Lambert, al oír esto, se sintió como electrizado.

—¡Bandona tiene razón! —decidió—. Hay que aceptar el reto, resistir, luchar. Es una ocasión única para demostrar a la gente de aquí que ya no están solos.

Al día siguiente, muy de mañana, la enorme y estrepitosa moto del hijo de Kartik Babu se detuvo ante el cuarto de Lambert. Tal como había anunciado su padre, Ashoka se disponía a discutir las modalidades de pago del «contrato». Pero la entrevista sólo duró unos segundos, el tiempo necesario para que el sacerdote comunicara su negativa al joven truhán. Era el primer desafío que jamás se había lanzado a la autoridad del todopoderoso jefe de la mafia de la Ciudad de la Alegría. Ocho días después, todo estaba a punto en el pequeño dispensario para recibir a los primeros leprosos. Bandona y unos voluntarios fueron a buscar a seis enfermos graves a quienes Lambert quería hospitalizar antes que a los demás.
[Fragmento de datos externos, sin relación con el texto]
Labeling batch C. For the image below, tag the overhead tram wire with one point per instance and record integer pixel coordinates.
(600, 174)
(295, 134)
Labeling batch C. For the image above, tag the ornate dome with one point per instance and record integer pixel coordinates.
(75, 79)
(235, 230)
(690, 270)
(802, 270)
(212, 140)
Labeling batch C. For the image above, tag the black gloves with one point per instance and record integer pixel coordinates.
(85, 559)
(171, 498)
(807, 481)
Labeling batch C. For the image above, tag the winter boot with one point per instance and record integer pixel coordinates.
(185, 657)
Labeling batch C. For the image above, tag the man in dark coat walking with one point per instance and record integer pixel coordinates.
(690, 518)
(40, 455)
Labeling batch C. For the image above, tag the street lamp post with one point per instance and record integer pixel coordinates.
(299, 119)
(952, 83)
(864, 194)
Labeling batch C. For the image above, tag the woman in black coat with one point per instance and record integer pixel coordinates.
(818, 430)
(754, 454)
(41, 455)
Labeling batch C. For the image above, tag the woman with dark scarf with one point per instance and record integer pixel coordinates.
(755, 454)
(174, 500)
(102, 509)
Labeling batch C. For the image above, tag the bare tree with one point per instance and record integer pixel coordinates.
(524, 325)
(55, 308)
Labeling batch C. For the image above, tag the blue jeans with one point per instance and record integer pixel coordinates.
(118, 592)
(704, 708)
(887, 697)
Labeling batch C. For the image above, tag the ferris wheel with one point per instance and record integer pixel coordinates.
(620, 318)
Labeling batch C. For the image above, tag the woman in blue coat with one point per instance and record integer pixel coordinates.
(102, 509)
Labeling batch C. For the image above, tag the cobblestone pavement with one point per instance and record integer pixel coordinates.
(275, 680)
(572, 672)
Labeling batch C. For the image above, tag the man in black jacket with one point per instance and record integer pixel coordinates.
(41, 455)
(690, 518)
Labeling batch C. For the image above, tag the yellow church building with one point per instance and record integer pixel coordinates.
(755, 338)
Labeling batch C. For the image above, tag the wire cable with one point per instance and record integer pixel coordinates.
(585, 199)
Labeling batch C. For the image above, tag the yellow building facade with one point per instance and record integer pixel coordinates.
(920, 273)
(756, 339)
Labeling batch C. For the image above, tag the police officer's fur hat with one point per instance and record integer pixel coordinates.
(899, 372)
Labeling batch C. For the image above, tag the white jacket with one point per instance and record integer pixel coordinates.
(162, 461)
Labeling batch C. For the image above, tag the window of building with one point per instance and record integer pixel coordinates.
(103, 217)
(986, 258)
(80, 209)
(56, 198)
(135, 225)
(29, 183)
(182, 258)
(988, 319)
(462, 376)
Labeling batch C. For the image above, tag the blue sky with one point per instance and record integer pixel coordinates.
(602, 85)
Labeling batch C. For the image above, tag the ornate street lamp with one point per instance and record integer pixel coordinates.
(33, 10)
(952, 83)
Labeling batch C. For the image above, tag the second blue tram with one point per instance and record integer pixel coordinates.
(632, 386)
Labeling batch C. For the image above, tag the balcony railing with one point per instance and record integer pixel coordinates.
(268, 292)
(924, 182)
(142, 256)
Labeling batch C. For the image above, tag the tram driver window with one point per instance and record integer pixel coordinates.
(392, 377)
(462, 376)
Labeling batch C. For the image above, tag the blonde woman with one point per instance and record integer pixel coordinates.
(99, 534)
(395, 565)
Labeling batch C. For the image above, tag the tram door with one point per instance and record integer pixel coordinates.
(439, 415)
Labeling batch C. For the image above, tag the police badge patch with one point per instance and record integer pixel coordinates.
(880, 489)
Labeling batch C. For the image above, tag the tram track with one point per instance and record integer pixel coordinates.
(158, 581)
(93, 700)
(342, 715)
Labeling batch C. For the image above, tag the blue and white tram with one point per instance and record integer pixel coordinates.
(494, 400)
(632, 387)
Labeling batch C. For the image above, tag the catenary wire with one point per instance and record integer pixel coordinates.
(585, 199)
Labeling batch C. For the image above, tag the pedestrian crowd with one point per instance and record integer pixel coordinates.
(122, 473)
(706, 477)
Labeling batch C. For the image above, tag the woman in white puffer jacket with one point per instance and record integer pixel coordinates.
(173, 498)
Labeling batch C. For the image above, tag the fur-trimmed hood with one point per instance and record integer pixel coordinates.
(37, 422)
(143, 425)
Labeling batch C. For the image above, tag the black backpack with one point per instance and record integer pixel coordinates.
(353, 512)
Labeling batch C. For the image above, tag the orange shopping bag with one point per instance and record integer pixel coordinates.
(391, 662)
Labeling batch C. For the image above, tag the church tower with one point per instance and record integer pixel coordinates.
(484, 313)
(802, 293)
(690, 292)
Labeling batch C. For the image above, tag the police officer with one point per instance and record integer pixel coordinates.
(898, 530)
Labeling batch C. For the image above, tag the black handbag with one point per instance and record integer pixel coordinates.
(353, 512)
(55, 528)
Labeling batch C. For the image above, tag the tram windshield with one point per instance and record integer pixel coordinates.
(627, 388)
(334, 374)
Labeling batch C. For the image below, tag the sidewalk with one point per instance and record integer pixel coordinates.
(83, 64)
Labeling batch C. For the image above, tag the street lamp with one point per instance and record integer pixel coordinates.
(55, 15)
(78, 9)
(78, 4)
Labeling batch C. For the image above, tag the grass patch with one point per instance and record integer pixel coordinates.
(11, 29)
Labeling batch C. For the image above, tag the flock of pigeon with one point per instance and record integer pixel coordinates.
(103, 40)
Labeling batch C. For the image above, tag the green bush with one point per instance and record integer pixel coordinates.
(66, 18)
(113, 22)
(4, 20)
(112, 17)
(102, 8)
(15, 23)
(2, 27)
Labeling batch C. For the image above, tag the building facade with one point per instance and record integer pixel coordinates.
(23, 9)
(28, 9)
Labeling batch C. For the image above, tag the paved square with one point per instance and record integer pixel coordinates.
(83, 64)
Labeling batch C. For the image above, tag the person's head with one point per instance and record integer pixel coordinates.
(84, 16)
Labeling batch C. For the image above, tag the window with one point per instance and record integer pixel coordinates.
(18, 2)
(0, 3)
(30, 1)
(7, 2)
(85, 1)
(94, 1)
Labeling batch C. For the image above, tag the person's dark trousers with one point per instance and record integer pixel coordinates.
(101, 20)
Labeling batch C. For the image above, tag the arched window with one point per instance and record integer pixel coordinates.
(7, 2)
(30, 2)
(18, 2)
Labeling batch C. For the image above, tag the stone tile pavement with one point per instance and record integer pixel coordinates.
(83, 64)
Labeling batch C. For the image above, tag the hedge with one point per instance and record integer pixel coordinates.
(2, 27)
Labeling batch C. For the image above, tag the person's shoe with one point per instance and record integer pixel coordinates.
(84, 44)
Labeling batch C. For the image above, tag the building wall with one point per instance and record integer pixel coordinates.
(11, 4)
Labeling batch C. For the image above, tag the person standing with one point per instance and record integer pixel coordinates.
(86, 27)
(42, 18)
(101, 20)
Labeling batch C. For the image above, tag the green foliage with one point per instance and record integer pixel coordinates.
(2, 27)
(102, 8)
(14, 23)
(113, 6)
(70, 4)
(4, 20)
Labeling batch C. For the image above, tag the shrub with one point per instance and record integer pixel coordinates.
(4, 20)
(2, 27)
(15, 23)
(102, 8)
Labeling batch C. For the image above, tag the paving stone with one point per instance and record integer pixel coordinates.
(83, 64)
Apenas amanecer, él mismo se dirigió al asilo de la Madre Teresa para traer a las tres monjitas que debían cuidar a sus leprosos. Apenas llegar a la altura de la mezquita, el grupo de Bandona fue interceptado por un comando de jóvenes gamberros armados de barras de hierro y de bastones.

—¡No vais a pasar! —gritó el jefe, un adolescente granujiento a quien faltaban los dientes de delante.

La joven assamesa quiso seguir adelante, pero la detuvo un alud de golpes. En aquel mismo momento el sacerdote llegaba del otro extremo del
slum
con sus tres religiosas. Apretó los dientes a la vista de nube de humo que subía hasta el fondo de la calleja. No era el humo habitual de las
chulas
. Entonces oyó una fuerte explosión y un griterío. Un segundo comando había empezado a destruir, a golpes de barra y de pico, la antigua escuela que debía servir de leprosería. Aterrados, los tenderos del barrio parapetaron apresuradamente sus escaparates. En la Grand Trunk Road se oyó entonces el chirrido agudísimo de docenas de cierres metálicos que los comerciantes bajaban a toda prisa. Una vez concluida la destrucción del dispensario, apareció un tercer comando. Cada uno de sus miembros llevaba botellas y artefactos explosivos en una mochila colgada al hombro. La calle se vació en un abrir y cerrar de ojos. Hasta los niños, que tanto abundaban siempre en todas partes, y los perros desaparecieron. Una serie de deflagraciones sacudió todo el barrio, y sus ecos llegaron hasta mucho más allá de la Ciudad de la Alegría, hasta la estación y aun más lejos. Al lado de Lambert, las monjas de la Madre Teresa, en sari blanco, empezaron a rezar el rosario en voz alta. El sacerdote las condujo hasta el corralillo de Margareta y las confió a la custodia de Goonga, el sordomudo. Luego salió corriendo en dirección a las explosiones. Una voz le llamó. Se volvió. Margareta trotaba detrás de él.